Hello! Thanks for the cool work! How does the method handle when we freely move the camera through the scene? Because point tracking methods such as CoTracker are negatively affected by camera movement.

[coltonstearns]

Hello, thanks for the question! We can handle a freely moving camera, although fast and extensive camera motion will certainly cause our method to do worse. Our ability to find correspondences through time largely relies on CoTracker and TrackAnything (although the RGB and depth rendering losses likely help a little as well). Furthermore, our rigidity priors can help aggregate noisy CoTracker information into cleaner motion.

Regarding CoTracker though, we did find it frequently fails to estimate good tracking (both with a moving camera and without). One way we mitigate the effect of its errors is by using "shorter" CoTracker predictions (which are usually higher quality) - that is, we supervise with CoTracker predictions that only span 12 frames (because we found tracking can get much worse after ~12 frames of tracking).

[aartykov]

Hello again. Thanks for the detailed answer.
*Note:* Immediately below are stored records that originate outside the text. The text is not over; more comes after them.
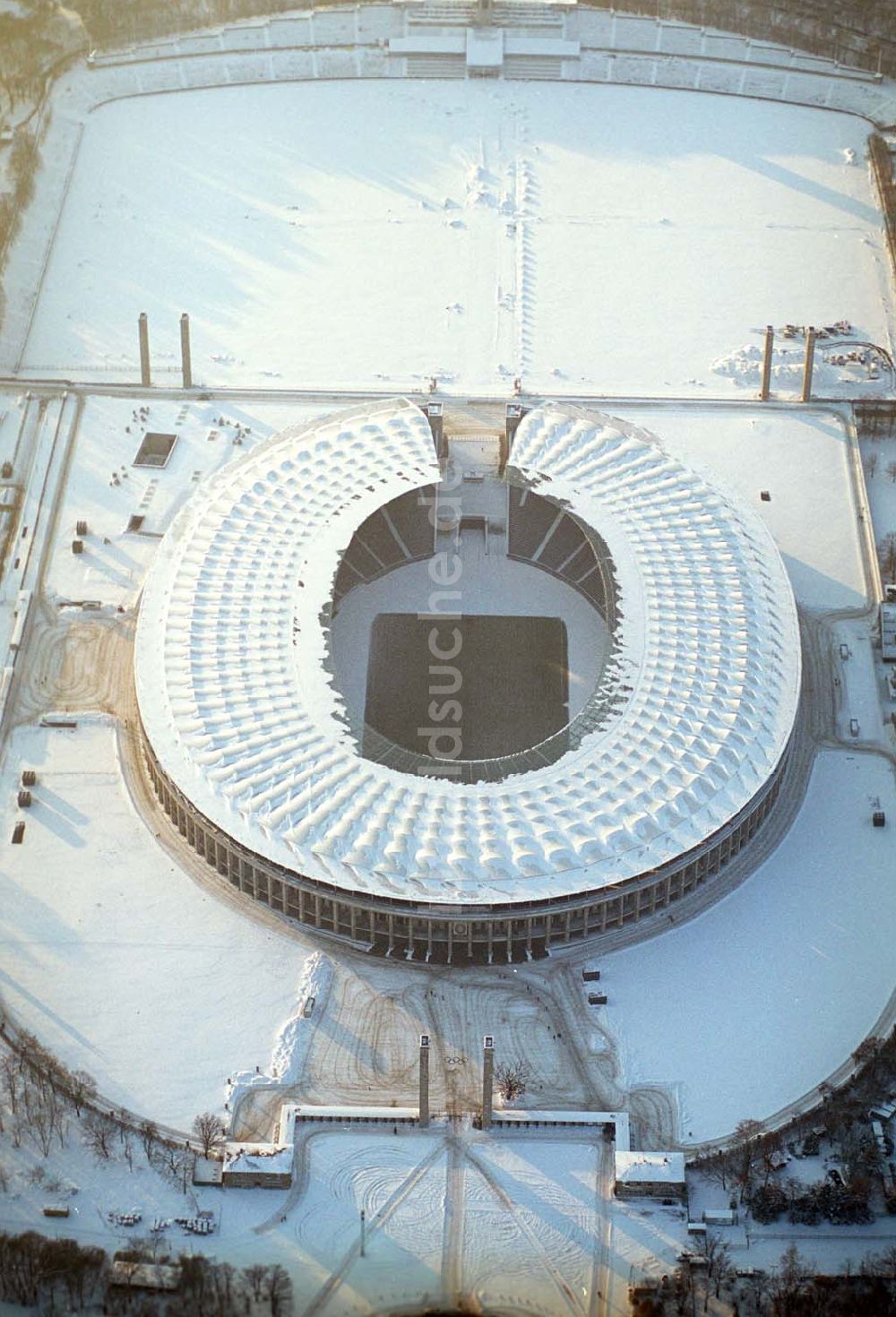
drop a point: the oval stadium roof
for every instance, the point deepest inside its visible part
(237, 698)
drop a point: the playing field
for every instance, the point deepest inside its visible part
(510, 691)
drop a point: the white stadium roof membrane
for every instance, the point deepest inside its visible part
(237, 698)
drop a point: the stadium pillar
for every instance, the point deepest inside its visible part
(487, 1079)
(186, 364)
(767, 364)
(808, 364)
(142, 327)
(425, 1081)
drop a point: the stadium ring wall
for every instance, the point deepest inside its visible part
(475, 934)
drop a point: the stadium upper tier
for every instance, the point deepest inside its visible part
(244, 720)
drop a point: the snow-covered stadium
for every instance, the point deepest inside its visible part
(462, 695)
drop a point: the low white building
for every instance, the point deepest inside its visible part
(650, 1175)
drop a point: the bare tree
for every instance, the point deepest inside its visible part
(745, 1154)
(887, 555)
(149, 1138)
(788, 1280)
(100, 1132)
(210, 1132)
(128, 1146)
(254, 1278)
(82, 1088)
(512, 1079)
(279, 1291)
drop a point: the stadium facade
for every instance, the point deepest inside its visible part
(664, 756)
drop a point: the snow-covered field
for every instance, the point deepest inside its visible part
(116, 959)
(769, 992)
(106, 490)
(596, 238)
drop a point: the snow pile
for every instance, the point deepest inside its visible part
(294, 1038)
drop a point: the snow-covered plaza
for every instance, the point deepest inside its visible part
(391, 243)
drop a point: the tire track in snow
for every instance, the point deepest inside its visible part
(375, 1222)
(567, 1295)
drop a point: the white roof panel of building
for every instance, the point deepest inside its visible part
(650, 1167)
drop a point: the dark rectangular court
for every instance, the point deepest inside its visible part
(513, 681)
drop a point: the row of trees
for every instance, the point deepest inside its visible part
(789, 1289)
(39, 1272)
(809, 1204)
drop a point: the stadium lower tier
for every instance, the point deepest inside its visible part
(461, 934)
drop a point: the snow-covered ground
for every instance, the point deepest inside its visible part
(106, 490)
(801, 459)
(769, 992)
(613, 238)
(114, 956)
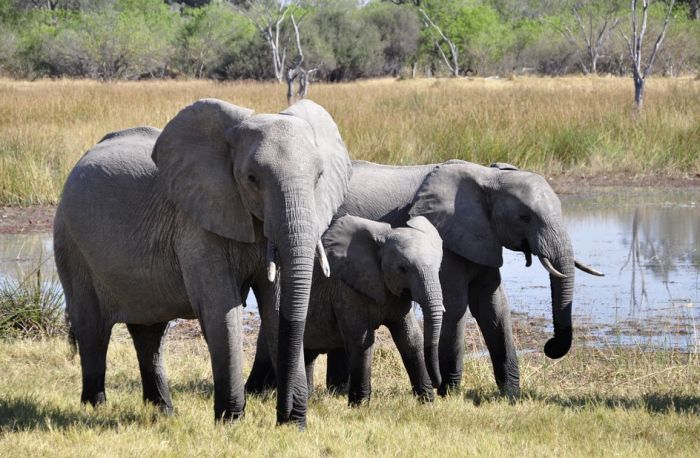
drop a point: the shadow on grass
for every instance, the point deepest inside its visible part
(27, 413)
(652, 402)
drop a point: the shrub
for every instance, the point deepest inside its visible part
(31, 307)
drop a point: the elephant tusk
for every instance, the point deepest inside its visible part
(589, 270)
(323, 260)
(271, 266)
(550, 268)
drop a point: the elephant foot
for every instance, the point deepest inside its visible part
(512, 393)
(93, 399)
(424, 397)
(229, 416)
(447, 388)
(299, 422)
(357, 401)
(163, 407)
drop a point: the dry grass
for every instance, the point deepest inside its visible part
(552, 125)
(593, 402)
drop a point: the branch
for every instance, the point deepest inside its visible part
(659, 40)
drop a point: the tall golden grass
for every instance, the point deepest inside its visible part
(594, 402)
(551, 125)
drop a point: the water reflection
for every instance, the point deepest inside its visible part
(648, 244)
(646, 241)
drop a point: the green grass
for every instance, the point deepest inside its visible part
(592, 402)
(31, 306)
(556, 126)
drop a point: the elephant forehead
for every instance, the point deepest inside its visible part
(279, 128)
(414, 245)
(534, 192)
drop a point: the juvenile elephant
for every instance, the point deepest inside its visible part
(377, 271)
(477, 210)
(156, 225)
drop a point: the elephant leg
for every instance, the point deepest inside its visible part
(409, 341)
(216, 299)
(453, 278)
(148, 341)
(337, 373)
(489, 305)
(93, 341)
(309, 360)
(262, 374)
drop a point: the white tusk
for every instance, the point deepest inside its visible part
(589, 270)
(322, 259)
(550, 268)
(271, 266)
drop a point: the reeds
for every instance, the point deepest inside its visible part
(581, 126)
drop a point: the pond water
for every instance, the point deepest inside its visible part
(647, 241)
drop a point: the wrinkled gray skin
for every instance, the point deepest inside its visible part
(477, 211)
(155, 225)
(376, 272)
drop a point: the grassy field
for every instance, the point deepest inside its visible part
(593, 402)
(576, 126)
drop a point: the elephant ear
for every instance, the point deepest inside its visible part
(333, 183)
(422, 224)
(452, 198)
(352, 245)
(503, 166)
(195, 168)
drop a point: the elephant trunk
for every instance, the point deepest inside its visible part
(296, 246)
(433, 308)
(556, 248)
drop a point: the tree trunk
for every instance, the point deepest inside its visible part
(638, 93)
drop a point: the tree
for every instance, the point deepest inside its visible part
(438, 37)
(594, 21)
(269, 17)
(641, 70)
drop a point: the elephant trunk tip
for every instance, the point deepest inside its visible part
(559, 345)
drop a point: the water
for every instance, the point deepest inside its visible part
(647, 241)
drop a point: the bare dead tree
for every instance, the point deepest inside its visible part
(635, 41)
(453, 61)
(593, 35)
(298, 72)
(269, 22)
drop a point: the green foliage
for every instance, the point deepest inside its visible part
(31, 307)
(341, 39)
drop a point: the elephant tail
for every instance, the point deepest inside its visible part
(72, 341)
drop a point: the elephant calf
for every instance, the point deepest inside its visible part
(377, 271)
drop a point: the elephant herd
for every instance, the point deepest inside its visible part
(182, 223)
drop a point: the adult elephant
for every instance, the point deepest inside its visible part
(155, 225)
(477, 210)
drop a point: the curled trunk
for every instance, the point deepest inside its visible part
(432, 305)
(557, 249)
(296, 253)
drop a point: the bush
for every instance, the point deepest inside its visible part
(31, 307)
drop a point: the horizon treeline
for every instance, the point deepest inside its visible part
(341, 40)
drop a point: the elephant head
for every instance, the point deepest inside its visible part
(479, 210)
(373, 257)
(225, 167)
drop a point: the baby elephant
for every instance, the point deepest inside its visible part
(377, 271)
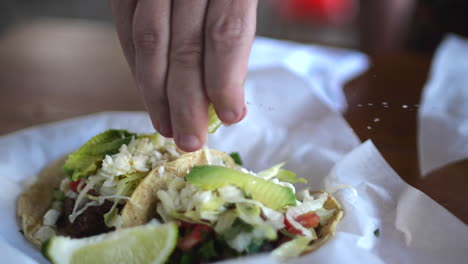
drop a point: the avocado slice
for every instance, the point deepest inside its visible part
(270, 194)
(87, 159)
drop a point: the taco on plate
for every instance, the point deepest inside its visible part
(224, 211)
(86, 192)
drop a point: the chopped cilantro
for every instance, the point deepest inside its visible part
(254, 247)
(236, 157)
(58, 195)
(208, 250)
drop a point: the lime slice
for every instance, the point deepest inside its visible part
(213, 120)
(151, 243)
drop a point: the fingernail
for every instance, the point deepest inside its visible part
(188, 142)
(244, 112)
(165, 128)
(229, 117)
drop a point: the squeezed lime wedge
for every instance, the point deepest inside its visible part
(213, 121)
(150, 243)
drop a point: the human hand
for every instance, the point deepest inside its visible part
(185, 54)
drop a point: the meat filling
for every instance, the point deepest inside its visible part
(89, 223)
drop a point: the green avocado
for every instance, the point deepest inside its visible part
(270, 194)
(88, 158)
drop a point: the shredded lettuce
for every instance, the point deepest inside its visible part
(281, 174)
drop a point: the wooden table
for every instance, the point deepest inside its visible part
(54, 70)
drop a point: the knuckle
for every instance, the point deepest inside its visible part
(219, 94)
(226, 31)
(187, 53)
(147, 40)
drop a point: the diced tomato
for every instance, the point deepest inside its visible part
(307, 220)
(194, 237)
(74, 185)
(283, 240)
(186, 225)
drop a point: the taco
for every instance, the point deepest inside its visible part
(224, 211)
(86, 192)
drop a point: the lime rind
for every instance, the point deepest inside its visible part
(151, 243)
(213, 120)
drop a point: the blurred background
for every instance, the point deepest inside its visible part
(368, 25)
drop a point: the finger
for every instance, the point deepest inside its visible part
(151, 33)
(122, 11)
(230, 30)
(188, 102)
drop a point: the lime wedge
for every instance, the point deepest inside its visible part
(213, 120)
(150, 243)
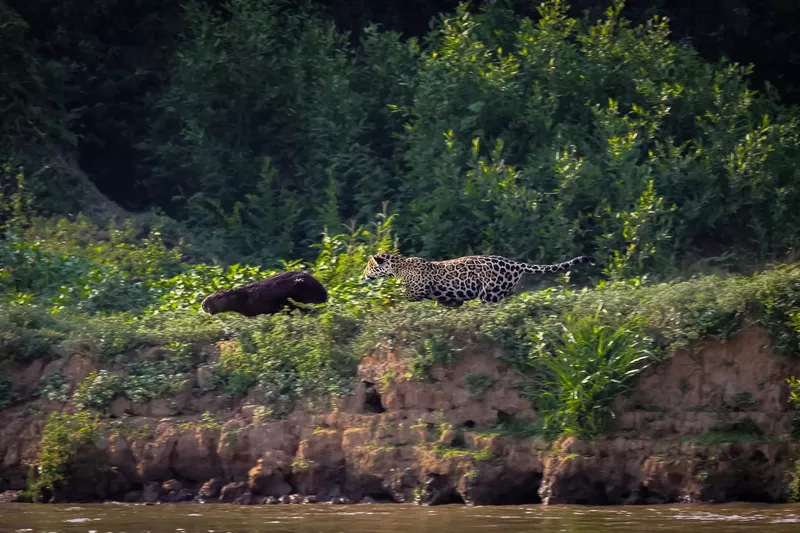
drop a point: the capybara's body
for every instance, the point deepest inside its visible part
(267, 296)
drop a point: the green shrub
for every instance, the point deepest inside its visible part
(28, 333)
(98, 390)
(585, 368)
(7, 394)
(64, 437)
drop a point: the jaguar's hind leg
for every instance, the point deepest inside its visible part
(449, 302)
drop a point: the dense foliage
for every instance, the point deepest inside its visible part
(538, 138)
(129, 303)
(267, 138)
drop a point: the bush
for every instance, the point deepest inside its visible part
(64, 437)
(7, 394)
(592, 362)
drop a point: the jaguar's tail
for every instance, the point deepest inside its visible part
(557, 267)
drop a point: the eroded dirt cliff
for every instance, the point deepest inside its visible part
(710, 424)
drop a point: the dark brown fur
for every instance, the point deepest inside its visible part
(268, 296)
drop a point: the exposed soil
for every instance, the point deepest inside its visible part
(396, 439)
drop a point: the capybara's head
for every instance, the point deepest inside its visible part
(217, 302)
(381, 265)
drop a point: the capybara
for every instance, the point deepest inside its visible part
(267, 296)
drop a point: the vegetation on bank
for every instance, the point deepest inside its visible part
(538, 138)
(534, 138)
(108, 293)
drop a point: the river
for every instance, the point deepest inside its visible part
(189, 518)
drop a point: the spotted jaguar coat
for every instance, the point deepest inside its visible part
(488, 277)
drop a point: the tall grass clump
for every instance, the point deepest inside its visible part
(591, 362)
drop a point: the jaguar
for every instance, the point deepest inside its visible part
(455, 281)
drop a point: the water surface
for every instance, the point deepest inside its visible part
(193, 518)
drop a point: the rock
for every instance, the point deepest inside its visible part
(151, 492)
(11, 496)
(269, 475)
(210, 489)
(133, 496)
(171, 485)
(232, 491)
(206, 380)
(120, 407)
(245, 499)
(195, 455)
(320, 463)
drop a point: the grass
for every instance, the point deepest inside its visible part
(453, 452)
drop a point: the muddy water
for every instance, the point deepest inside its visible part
(118, 518)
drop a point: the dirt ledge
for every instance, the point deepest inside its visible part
(398, 440)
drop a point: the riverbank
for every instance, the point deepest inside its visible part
(711, 424)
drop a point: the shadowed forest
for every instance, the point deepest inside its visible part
(152, 152)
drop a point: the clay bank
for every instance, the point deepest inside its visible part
(710, 424)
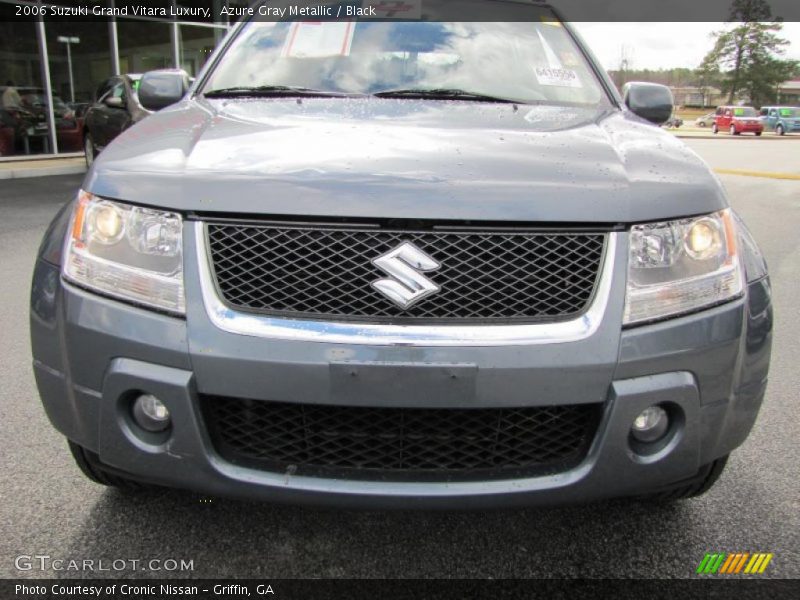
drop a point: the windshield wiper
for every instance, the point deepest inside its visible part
(442, 94)
(275, 91)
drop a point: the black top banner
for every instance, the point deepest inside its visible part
(230, 11)
(390, 589)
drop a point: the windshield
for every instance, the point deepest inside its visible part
(530, 62)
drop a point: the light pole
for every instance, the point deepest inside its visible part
(69, 41)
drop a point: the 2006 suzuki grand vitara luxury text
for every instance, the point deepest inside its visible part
(402, 264)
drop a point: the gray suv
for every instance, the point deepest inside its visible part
(387, 263)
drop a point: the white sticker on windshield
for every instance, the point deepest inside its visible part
(557, 77)
(317, 39)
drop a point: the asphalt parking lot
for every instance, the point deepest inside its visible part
(48, 508)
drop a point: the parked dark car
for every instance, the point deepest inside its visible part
(402, 264)
(117, 108)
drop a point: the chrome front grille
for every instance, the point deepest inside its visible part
(327, 272)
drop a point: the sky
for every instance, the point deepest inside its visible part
(662, 45)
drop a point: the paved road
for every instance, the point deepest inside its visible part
(46, 507)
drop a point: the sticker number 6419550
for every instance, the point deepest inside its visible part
(557, 76)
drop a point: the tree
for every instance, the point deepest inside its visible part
(748, 53)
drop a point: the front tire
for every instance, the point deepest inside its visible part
(694, 487)
(89, 464)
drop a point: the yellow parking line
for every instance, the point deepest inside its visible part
(765, 174)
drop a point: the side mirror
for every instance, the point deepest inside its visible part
(159, 89)
(651, 101)
(113, 102)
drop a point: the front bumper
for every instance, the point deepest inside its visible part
(91, 353)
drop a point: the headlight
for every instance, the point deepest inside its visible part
(128, 252)
(679, 266)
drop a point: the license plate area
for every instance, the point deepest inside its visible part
(403, 384)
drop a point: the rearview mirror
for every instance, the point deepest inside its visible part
(651, 101)
(113, 102)
(159, 89)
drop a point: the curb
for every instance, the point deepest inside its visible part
(764, 174)
(22, 172)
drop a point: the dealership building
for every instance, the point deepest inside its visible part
(68, 58)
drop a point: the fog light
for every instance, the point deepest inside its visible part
(650, 425)
(150, 414)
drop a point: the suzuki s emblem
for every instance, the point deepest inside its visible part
(406, 285)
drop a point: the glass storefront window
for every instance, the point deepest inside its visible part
(79, 61)
(144, 45)
(197, 44)
(23, 129)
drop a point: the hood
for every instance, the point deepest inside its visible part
(390, 158)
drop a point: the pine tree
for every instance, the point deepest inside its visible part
(748, 52)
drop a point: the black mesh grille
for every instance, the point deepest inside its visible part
(319, 272)
(365, 442)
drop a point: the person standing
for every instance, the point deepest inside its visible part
(11, 97)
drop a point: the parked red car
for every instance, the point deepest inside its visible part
(737, 120)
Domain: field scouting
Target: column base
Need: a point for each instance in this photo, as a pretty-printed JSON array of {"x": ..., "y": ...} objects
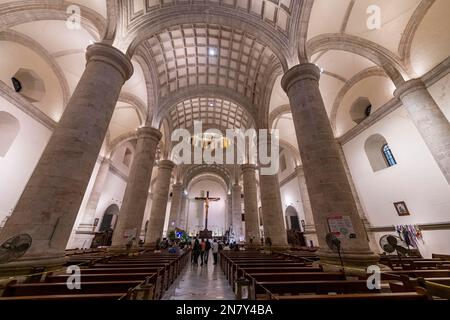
[
  {"x": 33, "y": 265},
  {"x": 123, "y": 250}
]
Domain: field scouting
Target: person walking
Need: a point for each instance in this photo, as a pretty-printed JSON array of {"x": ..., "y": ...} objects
[
  {"x": 196, "y": 250},
  {"x": 207, "y": 249},
  {"x": 202, "y": 251},
  {"x": 215, "y": 250}
]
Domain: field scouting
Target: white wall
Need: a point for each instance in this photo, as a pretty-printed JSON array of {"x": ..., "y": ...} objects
[
  {"x": 18, "y": 164},
  {"x": 416, "y": 179}
]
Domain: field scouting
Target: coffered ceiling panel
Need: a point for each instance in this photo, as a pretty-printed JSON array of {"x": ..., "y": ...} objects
[
  {"x": 212, "y": 112},
  {"x": 276, "y": 13},
  {"x": 201, "y": 54}
]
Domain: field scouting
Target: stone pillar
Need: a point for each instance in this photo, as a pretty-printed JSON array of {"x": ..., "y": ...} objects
[
  {"x": 272, "y": 210},
  {"x": 328, "y": 187},
  {"x": 367, "y": 226},
  {"x": 175, "y": 208},
  {"x": 429, "y": 120},
  {"x": 159, "y": 203},
  {"x": 182, "y": 217},
  {"x": 87, "y": 223},
  {"x": 129, "y": 223},
  {"x": 236, "y": 211},
  {"x": 229, "y": 215},
  {"x": 250, "y": 204},
  {"x": 48, "y": 206},
  {"x": 310, "y": 230}
]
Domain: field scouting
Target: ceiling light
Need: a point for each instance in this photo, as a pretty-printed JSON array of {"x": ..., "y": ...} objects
[{"x": 212, "y": 52}]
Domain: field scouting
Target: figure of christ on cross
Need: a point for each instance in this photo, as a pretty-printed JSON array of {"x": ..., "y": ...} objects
[{"x": 207, "y": 199}]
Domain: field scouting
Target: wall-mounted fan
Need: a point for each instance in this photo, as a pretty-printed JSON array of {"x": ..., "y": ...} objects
[
  {"x": 391, "y": 244},
  {"x": 14, "y": 248},
  {"x": 334, "y": 244}
]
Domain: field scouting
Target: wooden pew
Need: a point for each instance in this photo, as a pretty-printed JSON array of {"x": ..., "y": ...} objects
[
  {"x": 353, "y": 297},
  {"x": 312, "y": 287},
  {"x": 38, "y": 289},
  {"x": 73, "y": 297}
]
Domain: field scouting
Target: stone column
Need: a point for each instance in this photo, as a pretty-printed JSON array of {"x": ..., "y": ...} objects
[
  {"x": 429, "y": 120},
  {"x": 131, "y": 214},
  {"x": 310, "y": 230},
  {"x": 159, "y": 204},
  {"x": 328, "y": 187},
  {"x": 49, "y": 204},
  {"x": 250, "y": 204},
  {"x": 175, "y": 208},
  {"x": 236, "y": 211},
  {"x": 229, "y": 215},
  {"x": 272, "y": 210},
  {"x": 367, "y": 226},
  {"x": 182, "y": 217},
  {"x": 87, "y": 223}
]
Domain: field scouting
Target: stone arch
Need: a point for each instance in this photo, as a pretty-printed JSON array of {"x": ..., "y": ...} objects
[
  {"x": 377, "y": 54},
  {"x": 204, "y": 91},
  {"x": 146, "y": 28},
  {"x": 292, "y": 219},
  {"x": 16, "y": 13},
  {"x": 136, "y": 103},
  {"x": 410, "y": 32},
  {"x": 17, "y": 37},
  {"x": 371, "y": 72},
  {"x": 9, "y": 128},
  {"x": 359, "y": 109}
]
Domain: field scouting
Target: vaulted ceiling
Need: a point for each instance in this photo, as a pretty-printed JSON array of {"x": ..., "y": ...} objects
[{"x": 221, "y": 61}]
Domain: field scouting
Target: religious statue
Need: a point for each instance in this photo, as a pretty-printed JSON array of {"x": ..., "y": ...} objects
[{"x": 206, "y": 234}]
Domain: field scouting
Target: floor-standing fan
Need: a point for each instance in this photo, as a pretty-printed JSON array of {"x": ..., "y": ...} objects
[
  {"x": 14, "y": 248},
  {"x": 334, "y": 244}
]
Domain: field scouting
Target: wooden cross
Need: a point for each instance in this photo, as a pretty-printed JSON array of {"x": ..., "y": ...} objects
[{"x": 207, "y": 199}]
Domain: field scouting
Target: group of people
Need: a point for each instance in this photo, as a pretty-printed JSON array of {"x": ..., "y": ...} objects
[{"x": 201, "y": 249}]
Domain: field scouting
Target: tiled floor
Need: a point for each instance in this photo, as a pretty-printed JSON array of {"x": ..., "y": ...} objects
[{"x": 201, "y": 283}]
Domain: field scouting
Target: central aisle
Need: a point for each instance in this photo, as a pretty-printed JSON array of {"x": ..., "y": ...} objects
[{"x": 201, "y": 283}]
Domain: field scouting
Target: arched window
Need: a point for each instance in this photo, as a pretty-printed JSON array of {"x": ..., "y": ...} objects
[
  {"x": 388, "y": 156},
  {"x": 127, "y": 157},
  {"x": 379, "y": 153},
  {"x": 361, "y": 109},
  {"x": 283, "y": 163},
  {"x": 9, "y": 129}
]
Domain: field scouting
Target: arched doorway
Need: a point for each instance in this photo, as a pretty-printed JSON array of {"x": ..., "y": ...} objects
[
  {"x": 105, "y": 232},
  {"x": 294, "y": 232},
  {"x": 293, "y": 223}
]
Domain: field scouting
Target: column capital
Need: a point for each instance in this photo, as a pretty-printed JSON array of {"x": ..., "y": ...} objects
[
  {"x": 236, "y": 187},
  {"x": 166, "y": 164},
  {"x": 299, "y": 170},
  {"x": 149, "y": 132},
  {"x": 409, "y": 87},
  {"x": 177, "y": 185},
  {"x": 248, "y": 167},
  {"x": 112, "y": 56},
  {"x": 304, "y": 71}
]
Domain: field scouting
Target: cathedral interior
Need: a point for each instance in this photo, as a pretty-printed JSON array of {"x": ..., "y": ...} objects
[{"x": 310, "y": 136}]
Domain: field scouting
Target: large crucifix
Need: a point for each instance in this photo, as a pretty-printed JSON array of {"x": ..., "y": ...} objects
[{"x": 207, "y": 199}]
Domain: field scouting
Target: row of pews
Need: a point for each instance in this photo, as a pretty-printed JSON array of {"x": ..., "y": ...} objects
[
  {"x": 294, "y": 276},
  {"x": 103, "y": 276}
]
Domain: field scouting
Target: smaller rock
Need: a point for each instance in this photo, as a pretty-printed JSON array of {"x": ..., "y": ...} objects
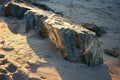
[
  {"x": 4, "y": 77},
  {"x": 3, "y": 71},
  {"x": 113, "y": 53},
  {"x": 91, "y": 26},
  {"x": 2, "y": 56},
  {"x": 11, "y": 68}
]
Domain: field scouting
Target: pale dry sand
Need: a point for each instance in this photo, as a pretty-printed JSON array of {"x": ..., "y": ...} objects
[{"x": 39, "y": 57}]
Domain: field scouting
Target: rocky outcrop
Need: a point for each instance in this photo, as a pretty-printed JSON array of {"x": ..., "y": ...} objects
[
  {"x": 34, "y": 3},
  {"x": 76, "y": 43},
  {"x": 91, "y": 26}
]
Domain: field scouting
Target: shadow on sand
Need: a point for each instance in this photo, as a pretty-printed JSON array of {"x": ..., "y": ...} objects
[{"x": 55, "y": 67}]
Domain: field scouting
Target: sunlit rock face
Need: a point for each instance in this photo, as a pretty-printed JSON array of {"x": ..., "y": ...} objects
[{"x": 76, "y": 43}]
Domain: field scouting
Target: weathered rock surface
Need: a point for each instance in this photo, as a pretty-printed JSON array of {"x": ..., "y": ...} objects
[
  {"x": 39, "y": 5},
  {"x": 4, "y": 77},
  {"x": 76, "y": 43},
  {"x": 91, "y": 26}
]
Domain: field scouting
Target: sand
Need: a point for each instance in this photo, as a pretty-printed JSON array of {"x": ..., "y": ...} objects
[{"x": 38, "y": 57}]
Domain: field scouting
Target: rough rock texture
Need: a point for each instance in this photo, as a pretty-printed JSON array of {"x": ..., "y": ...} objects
[
  {"x": 91, "y": 26},
  {"x": 39, "y": 5},
  {"x": 14, "y": 10},
  {"x": 75, "y": 43}
]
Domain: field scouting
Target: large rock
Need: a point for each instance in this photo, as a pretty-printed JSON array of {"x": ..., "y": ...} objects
[
  {"x": 14, "y": 10},
  {"x": 76, "y": 43},
  {"x": 91, "y": 26}
]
Does splitting the video into 12 frame chunks help to handle extensive camera motion as well?

[coltonstearns]

Only supervising with CoTracker predictions that span 12 frames helps provide more accurate tracking supervision. However, the length of the CoTracker supervision is independent of how we divide the video into "chunks". For instance, we could have Gaussians trajectories that span 128 frames, but apply our tracking loss on a various length-12 subsequences of the trajectories.

However, as you mention, it is also important to split the video up into "chunks". In fact, with highly dynamic content (such as the DyCheck dataset), we find it best to only learn Gaussian trajectories that span chunks of 8 frames on the foreground and 32 frames on the background.

[aartykov]

Hello! Thanks for you quick response. Let me ask a question that is a bit out of scope. In the case of freely moving monocular camera, when I backproject the CoTracker predictions into 3D by using depth maps, I suspiciously get varying 3d coordinates for the same static point over time. However, I would expect the static point have the same 3d coordinates over time. Can you please comment on this? Thanks!

[coltonstearns]

Hello again,

Thanks for the follow up! So this is to be expected because we do not have camera poses (we pretend the camera is stationary). As an intuitive analogy, think of it like being on a train. From your perspective, the landscape is moving. If you look at a tree in front of you, it will be close at that time but far away the next second (even though the tree is not actually moving). Similar, we model the camera as if it is the train: the "stationary background" appears to move.

We could instead estimate and use camera poses, thereby reasoning in a reference frame where static content is in-fact static. However, estimating camera poses can be challenging and sometimes outright fail, so we opted for the camera's frame of reference. Nevertheless, I am currently working on code to estimate the camera poses when possible, since it is much easier to learn motion when we don't have to worry about the "static" background moving.